Он вскакивает с постели, падает на колени, бьет себя в обнаженную грудь.
— Прости, господи… Смилуйся… — трясется он всем телом. А ведь как же?.. Не трудно догадаться: причини какой-нибудь человек ему обиду — и вот уже срывается милосердный слуга Христов, хватает меч или копье и убивает… убивает человека!
Разве не медлил он предостеречь об опасности патриция Феликса, поелику тот убил его друга Тита?.. А если это так, то кто знает, не пожелал ли бы он прямо смерти Феликсу, если бы не друга, а его самого тяжело поранил патриций! Слезы потоком льются из глаз диакона: как же далеко человеку до совершенства Христова!..
Неожиданно он перестает плакать и начинает размышлять о Феликсе и о всех этих странных делах. Погоди… когда же это было? Да, да, уже целая октава прошла с того вечера, когда, запыхавшийся, обливающийся потом, вбежал он в инсулу патриция, велел провести себя пред обличив патриция и, не глядя в глаза человеку, который убил Тита, залпом выдохнул из себя: «Сиятельный, тебя хотят убить… Аэций посягает на твою жизнь». А Феликс рассмеялся тогда и сказал: «Благодарю тебя, юноша… меня хотели убить, но уж не хотят…» И дал ему полный кошель серебра. Грунит взял его и на другой день перед церковью святой Агаты раздал силиквы нищим.
Да, уже октава. Пятый день пошел с того вечера, когда он неожиданно встретил юношу, который приходил от Аэция с недобрыми словами к епископу. Он и сам не знает, что его тогда толкнуло подойти к нему и сказать: «Истинным Христовым словом благодарю тебя, господине, за то, что отказался от злых мыслей против патриция Феликса». А тот мгновенно как-то переменился в лице и сказал: «Не понимаю твоих слов… и вовсе тебя не знаю…» Тогда улыбнулся лучисто Грунит и сказал: «Я все знаю.

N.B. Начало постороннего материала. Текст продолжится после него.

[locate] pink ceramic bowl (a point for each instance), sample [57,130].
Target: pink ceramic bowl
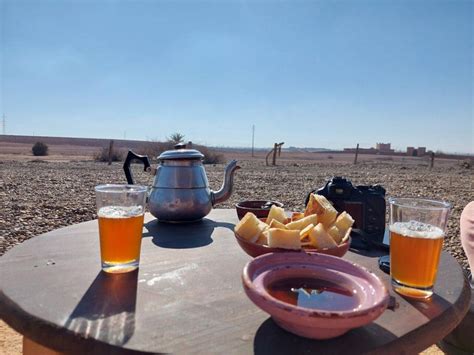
[254,249]
[368,295]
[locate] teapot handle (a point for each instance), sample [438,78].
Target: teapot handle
[126,165]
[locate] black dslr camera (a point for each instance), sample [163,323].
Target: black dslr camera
[366,204]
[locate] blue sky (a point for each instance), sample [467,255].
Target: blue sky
[309,73]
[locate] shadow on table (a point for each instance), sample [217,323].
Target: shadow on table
[107,309]
[183,236]
[271,339]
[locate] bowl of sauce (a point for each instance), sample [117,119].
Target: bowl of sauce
[254,249]
[314,295]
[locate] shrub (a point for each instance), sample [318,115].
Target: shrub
[40,149]
[211,156]
[103,155]
[154,149]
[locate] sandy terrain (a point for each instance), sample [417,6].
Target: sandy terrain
[39,195]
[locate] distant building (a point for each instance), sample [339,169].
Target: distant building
[421,151]
[384,147]
[416,152]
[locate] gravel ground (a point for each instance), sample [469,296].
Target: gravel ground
[39,196]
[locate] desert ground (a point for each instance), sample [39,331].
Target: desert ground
[39,194]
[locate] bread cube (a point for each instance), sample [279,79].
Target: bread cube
[283,238]
[277,213]
[322,207]
[320,238]
[303,222]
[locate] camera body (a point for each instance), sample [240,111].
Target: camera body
[366,204]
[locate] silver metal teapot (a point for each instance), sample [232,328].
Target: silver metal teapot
[180,191]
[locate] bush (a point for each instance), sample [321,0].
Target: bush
[211,156]
[103,155]
[39,149]
[154,149]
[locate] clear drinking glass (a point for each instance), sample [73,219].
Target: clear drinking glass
[120,209]
[417,228]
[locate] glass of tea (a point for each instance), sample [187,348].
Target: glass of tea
[417,228]
[120,209]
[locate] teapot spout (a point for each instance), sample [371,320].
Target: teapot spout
[226,190]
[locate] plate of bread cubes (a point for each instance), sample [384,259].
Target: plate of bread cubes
[318,229]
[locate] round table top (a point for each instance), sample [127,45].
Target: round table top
[187,296]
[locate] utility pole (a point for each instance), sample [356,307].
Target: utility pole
[253,138]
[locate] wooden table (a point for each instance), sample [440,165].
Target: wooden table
[187,297]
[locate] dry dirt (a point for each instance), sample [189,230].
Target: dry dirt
[39,195]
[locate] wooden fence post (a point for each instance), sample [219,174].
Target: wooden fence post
[357,153]
[111,147]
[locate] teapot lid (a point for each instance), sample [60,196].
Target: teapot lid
[180,152]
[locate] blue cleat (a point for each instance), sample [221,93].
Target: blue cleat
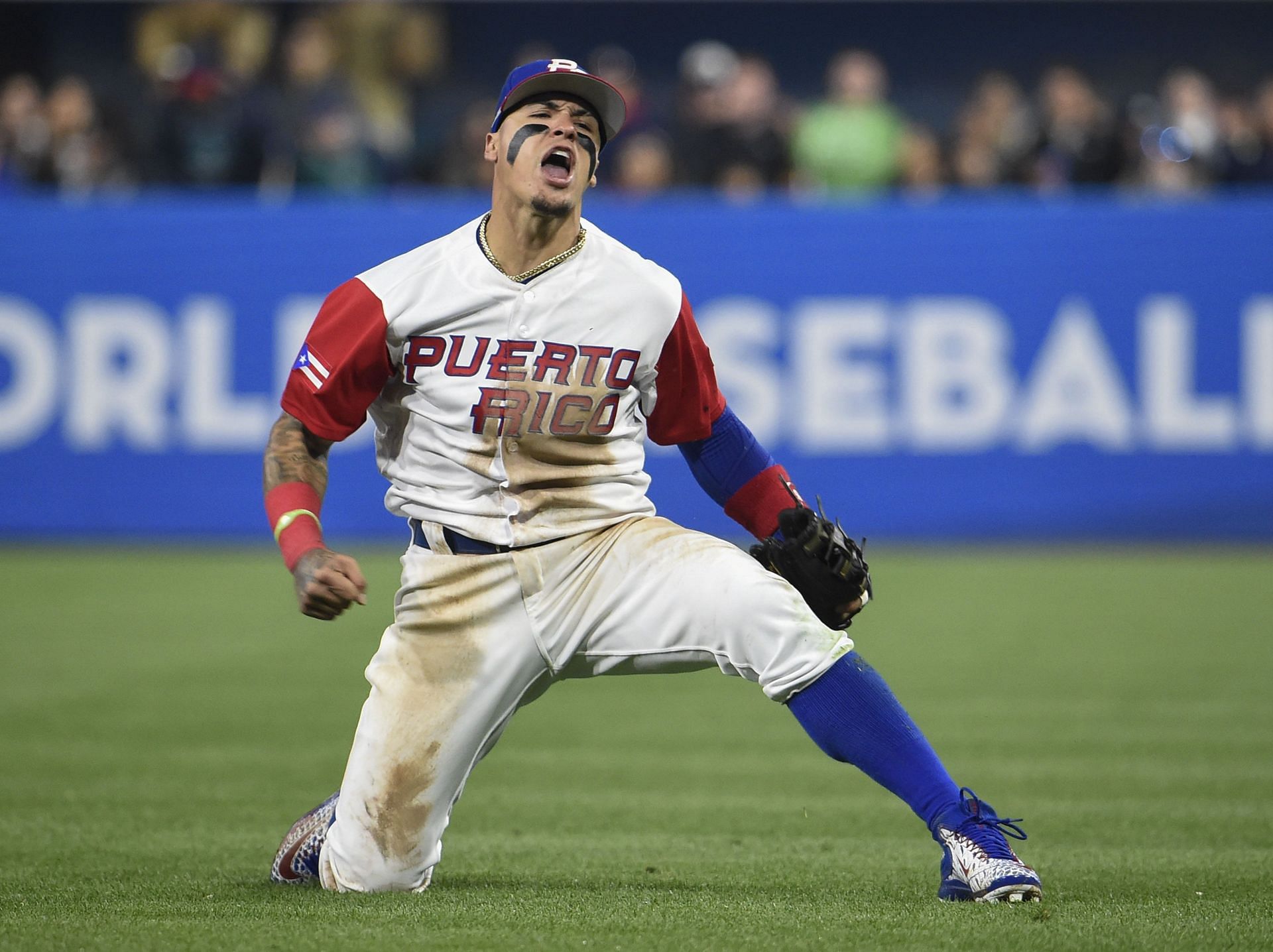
[978,864]
[297,859]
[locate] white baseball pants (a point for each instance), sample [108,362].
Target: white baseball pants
[475,636]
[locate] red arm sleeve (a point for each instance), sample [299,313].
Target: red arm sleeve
[343,365]
[686,396]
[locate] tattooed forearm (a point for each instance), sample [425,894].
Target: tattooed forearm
[294,455]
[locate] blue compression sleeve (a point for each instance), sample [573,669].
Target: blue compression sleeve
[855,718]
[727,460]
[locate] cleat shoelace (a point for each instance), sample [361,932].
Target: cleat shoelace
[987,829]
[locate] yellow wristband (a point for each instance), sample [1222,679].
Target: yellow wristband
[288,518]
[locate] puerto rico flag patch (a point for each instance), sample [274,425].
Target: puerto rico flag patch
[311,367]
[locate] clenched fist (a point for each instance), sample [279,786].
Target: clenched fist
[328,583]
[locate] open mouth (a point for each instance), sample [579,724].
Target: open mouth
[558,166]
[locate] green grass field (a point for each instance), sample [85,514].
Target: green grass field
[164,714]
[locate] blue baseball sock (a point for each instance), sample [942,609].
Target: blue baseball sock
[855,718]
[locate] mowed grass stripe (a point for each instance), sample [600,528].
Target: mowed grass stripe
[166,714]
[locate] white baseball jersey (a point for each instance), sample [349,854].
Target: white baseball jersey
[511,412]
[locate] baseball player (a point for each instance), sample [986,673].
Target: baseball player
[513,371]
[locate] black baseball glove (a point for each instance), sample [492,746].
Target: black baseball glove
[820,560]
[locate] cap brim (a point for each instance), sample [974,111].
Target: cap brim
[604,98]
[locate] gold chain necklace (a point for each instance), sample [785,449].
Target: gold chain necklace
[535,271]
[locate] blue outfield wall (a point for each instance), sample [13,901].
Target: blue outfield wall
[999,368]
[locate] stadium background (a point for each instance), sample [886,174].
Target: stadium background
[1024,300]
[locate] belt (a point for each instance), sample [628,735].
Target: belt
[459,542]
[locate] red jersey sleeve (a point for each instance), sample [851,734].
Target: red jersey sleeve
[686,396]
[343,365]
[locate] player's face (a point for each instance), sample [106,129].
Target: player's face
[545,153]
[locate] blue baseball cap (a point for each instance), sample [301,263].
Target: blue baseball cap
[563,77]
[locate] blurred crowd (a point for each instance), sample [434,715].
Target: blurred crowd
[355,97]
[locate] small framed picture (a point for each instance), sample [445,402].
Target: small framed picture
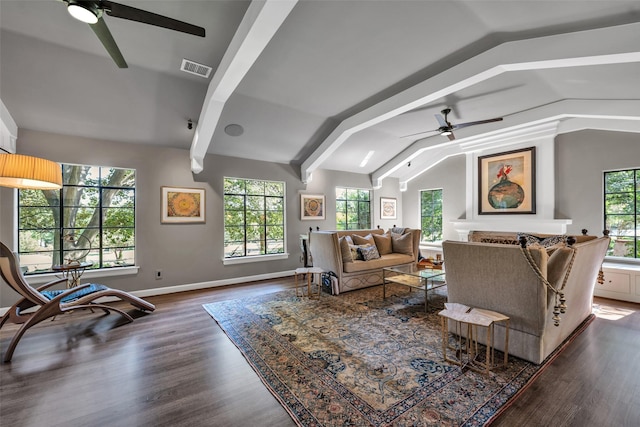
[183,205]
[387,208]
[507,182]
[311,206]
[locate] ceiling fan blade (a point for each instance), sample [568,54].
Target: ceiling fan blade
[103,33]
[419,133]
[441,121]
[480,122]
[133,14]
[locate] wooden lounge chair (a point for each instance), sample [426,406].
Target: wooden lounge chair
[49,303]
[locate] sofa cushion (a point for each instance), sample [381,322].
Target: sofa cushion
[366,240]
[355,253]
[383,243]
[545,242]
[384,261]
[368,252]
[402,243]
[345,251]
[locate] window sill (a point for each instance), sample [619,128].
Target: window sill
[88,274]
[254,258]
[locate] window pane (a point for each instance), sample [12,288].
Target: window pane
[619,203]
[115,177]
[81,217]
[37,218]
[234,186]
[621,181]
[38,262]
[255,217]
[119,237]
[255,187]
[255,202]
[38,198]
[36,240]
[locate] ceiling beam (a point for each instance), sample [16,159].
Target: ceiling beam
[260,23]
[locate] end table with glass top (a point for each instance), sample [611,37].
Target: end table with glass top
[72,272]
[409,275]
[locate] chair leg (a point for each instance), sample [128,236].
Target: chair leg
[14,341]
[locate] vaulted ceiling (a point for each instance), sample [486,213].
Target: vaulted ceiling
[320,84]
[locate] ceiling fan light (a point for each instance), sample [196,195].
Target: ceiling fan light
[82,12]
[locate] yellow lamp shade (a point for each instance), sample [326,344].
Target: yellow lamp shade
[27,172]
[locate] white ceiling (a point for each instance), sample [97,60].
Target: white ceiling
[321,83]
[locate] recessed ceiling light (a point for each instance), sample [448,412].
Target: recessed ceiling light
[366,159]
[234,130]
[83,12]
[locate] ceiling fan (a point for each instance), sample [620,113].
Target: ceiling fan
[91,12]
[446,128]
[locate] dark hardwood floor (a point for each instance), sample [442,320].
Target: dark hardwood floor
[176,367]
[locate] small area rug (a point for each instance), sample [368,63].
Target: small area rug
[358,360]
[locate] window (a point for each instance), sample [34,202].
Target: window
[431,215]
[622,212]
[92,218]
[353,209]
[253,217]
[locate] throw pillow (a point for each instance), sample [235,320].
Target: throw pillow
[345,250]
[355,254]
[383,243]
[366,240]
[402,243]
[368,252]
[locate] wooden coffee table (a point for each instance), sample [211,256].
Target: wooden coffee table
[409,275]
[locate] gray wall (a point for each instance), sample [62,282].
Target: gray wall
[186,253]
[581,157]
[449,175]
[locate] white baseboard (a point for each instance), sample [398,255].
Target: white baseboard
[190,287]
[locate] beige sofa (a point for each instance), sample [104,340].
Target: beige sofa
[498,277]
[330,252]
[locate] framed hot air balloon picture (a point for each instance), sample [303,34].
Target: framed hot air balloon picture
[507,182]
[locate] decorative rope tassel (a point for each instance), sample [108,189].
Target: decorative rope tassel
[556,315]
[563,300]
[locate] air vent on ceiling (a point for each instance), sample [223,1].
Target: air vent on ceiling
[195,68]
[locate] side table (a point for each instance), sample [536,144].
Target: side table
[467,320]
[309,272]
[72,272]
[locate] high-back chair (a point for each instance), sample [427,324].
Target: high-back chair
[49,303]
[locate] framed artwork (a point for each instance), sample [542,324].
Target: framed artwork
[311,206]
[387,208]
[507,182]
[183,205]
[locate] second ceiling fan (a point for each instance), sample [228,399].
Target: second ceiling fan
[446,128]
[91,12]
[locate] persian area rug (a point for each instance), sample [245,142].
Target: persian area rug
[358,360]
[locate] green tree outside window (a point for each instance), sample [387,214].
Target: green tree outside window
[353,209]
[622,212]
[431,215]
[253,217]
[96,205]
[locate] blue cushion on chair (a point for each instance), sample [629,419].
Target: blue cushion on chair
[76,295]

Это меня святой епископ посылал предостеречь патриция». А тот больше ничего не сказал, только как-то странно посмотрел на него и пошел…
К концу подходит чудесная майская ночь. Но Грунит не чувствует ее волшебства и даже не подозревает о нем — прежде, чем одеться, он хочет закончить молитву, свою собственную, самим сложенную:
— Сделай так, милосердный господи, чтобы недостойный из слуг твоих воистину мог сотворить что-то во имя твоей любви к человеку… Аминь. Аминь. Аминь.
— Едет, едет! — прервал наконец тишину ожидания чей-то далекий голос.
— Едет, едет! — загудело в колышущейся у подножия храма толпе.